You Can’t Deduct Commuter Miles: 5 Tax Misconceptions That Will Cost You

For millennials just getting used to the tax code, some common misconceptions can lead to disappointment, and maybe even a big bill on filing day.

By Courtney CollinsApril 13, 2016 9:30 am

This story originally appeared on KERA News

CPA Jackie Meyer, who owns her own tax firm in Southlake,breaks down the five tax topics everyone needs to study up on.

Tax Misconception #1: “I’ll just write it off!”

Meyer says: “I have clients that come to me all the time and say, ‘my buddy wrote this off, can I?’ And I’ll say ‘well I need to know about 15 more facts about your buddy’s situation before I would be able to determine that, but here’s your situation and it’s not going to happen for you, sorry.’”

Tax Misconception #2: “I can deduct all my work expenses!”

Unless you’re self-employed, you have to spend a big chunk of your income on required work expenses before you can claim them at all. And, you’ve got to have proof.

Meyer says: “By the way, the IRS now is mandating that you have a letter written from your employer stating that those are required, unreimbursed expenses which is very different from years past, but you have to exceed 2 percent of your adjusted gross income to deduct those items.”

Tax Misconception #3: “My commute is going to maximize my refund!”

Meyer says: “No, not at all, even if you’re self-employed. So any commute between work sites is not deductible.”

Tax Misconception #4: “The more I spend on students loans, the better for my taxes.”
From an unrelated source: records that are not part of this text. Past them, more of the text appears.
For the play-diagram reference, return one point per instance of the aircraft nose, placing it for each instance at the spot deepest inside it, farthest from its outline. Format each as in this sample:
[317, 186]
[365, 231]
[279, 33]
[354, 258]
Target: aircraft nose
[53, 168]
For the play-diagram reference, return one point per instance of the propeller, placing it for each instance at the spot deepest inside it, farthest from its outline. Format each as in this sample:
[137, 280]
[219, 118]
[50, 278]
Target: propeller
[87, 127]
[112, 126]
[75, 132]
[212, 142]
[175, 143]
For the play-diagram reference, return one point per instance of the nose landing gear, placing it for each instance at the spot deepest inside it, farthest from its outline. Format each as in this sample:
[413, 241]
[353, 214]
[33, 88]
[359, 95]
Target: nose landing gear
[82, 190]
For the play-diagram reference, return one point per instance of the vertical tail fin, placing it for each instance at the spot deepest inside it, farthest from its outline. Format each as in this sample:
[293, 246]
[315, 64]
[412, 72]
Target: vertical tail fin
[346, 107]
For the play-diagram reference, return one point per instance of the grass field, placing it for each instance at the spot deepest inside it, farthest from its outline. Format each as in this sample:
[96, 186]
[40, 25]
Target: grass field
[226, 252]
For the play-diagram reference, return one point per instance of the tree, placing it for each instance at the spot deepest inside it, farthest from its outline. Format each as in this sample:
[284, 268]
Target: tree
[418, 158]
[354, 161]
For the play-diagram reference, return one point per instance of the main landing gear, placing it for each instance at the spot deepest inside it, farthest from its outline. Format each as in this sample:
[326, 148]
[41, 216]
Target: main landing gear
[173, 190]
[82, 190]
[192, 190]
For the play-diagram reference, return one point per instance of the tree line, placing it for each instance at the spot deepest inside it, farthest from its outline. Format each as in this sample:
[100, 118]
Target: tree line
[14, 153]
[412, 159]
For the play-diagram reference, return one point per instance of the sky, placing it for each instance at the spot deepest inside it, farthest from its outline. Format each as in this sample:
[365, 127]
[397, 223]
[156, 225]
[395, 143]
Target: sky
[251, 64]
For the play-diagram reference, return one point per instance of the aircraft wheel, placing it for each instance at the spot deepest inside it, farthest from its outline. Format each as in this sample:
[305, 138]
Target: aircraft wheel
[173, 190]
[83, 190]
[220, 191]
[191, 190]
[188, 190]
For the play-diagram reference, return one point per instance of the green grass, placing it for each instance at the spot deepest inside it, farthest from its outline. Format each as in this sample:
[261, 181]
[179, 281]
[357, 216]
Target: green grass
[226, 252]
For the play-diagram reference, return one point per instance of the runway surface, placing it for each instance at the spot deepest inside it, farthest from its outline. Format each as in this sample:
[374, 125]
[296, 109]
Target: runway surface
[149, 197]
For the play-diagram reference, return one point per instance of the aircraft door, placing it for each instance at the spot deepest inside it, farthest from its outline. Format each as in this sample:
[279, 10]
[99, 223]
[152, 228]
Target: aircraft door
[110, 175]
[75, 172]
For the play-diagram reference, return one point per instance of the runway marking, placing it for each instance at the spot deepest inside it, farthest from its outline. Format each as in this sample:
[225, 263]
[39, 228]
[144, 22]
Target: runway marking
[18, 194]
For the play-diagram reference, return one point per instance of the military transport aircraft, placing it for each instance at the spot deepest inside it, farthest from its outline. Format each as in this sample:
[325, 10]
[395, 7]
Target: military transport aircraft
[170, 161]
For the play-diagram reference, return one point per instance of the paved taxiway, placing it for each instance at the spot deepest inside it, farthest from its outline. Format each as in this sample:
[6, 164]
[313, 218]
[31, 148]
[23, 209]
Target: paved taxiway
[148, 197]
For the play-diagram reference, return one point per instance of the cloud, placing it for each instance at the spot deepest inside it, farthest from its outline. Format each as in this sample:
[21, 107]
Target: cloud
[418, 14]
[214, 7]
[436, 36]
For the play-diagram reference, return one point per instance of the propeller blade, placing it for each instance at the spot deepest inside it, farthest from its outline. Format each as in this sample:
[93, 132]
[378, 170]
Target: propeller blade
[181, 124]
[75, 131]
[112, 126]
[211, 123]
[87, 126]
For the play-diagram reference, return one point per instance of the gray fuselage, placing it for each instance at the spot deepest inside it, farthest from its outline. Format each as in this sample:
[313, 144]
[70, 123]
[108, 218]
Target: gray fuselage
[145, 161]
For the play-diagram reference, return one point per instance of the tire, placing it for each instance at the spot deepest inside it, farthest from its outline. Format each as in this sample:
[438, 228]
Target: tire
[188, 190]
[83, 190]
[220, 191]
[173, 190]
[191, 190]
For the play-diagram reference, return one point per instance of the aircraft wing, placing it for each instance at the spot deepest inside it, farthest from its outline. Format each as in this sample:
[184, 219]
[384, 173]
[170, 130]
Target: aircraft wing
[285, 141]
Meyer says: “There’s two limits you have to think of first, you can only deduct $2,500 per year, and most people I know have a lot more student loan interest than that, unfortunately. Secondly, there’s a phase out.”

That means singles making $80,000 per year and married couples making $160,000 can’t claim student loan interest.
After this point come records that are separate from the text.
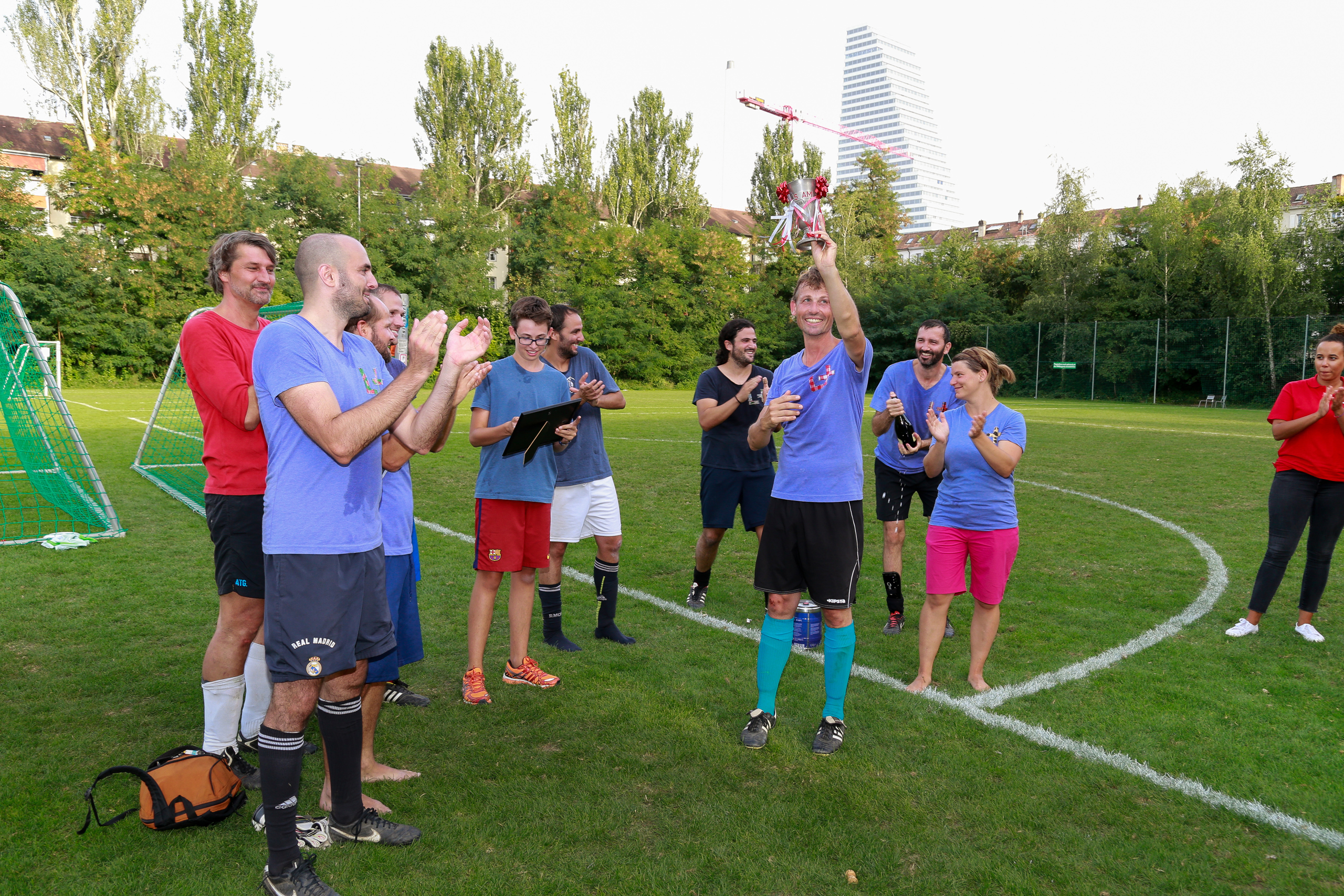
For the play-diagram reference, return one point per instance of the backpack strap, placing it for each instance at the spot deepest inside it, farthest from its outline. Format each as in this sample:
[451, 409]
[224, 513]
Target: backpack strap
[155, 794]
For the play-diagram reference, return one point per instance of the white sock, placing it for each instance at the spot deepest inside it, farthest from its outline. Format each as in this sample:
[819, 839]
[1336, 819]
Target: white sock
[258, 691]
[224, 704]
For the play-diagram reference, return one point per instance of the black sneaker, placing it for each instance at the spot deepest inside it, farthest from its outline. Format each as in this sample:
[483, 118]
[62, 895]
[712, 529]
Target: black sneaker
[299, 880]
[759, 729]
[249, 745]
[371, 828]
[830, 736]
[398, 692]
[248, 773]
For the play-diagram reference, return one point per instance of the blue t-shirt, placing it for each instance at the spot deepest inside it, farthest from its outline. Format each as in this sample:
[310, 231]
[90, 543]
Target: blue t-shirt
[398, 508]
[510, 392]
[585, 458]
[822, 457]
[902, 381]
[313, 504]
[972, 496]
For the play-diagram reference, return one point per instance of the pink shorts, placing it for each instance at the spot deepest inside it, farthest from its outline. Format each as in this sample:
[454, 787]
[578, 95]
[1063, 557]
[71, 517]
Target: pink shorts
[991, 561]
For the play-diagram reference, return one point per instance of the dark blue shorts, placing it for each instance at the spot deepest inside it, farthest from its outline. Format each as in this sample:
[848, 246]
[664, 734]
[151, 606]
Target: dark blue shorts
[405, 610]
[723, 491]
[324, 612]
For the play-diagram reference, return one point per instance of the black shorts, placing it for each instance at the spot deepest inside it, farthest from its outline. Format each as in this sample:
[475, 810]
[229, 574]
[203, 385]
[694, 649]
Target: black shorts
[896, 491]
[723, 491]
[234, 523]
[324, 612]
[814, 547]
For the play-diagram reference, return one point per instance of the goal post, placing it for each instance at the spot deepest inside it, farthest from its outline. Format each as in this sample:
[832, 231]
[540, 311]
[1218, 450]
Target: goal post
[47, 480]
[170, 453]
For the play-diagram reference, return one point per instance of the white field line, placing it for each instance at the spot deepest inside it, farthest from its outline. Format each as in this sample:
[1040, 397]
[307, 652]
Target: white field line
[1251, 809]
[167, 430]
[1199, 606]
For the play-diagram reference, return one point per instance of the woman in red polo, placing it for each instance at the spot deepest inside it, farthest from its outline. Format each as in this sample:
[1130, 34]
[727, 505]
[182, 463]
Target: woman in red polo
[1308, 486]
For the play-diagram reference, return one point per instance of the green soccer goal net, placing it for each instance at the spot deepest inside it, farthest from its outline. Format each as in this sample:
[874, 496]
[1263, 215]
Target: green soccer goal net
[170, 450]
[47, 481]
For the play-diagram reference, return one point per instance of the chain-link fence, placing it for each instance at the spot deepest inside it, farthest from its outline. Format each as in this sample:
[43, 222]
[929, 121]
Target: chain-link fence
[1160, 362]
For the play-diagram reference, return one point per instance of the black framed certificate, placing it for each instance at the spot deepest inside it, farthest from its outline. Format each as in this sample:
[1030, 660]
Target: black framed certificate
[537, 429]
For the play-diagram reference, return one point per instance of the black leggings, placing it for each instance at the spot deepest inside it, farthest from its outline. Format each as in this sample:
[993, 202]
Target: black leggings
[1294, 499]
Tax Misconception #5: Medical expenses are tax return gold

They might be, if you spend significantly more than 10 percent of your adjusted gross income on medical expenses and decide to itemize your tax return.

Meyer says: “You know, it doesn’t really necessarily help the average person. I know very few people who actually qualify for that, unless they have some catastrophic type of event that occurred.”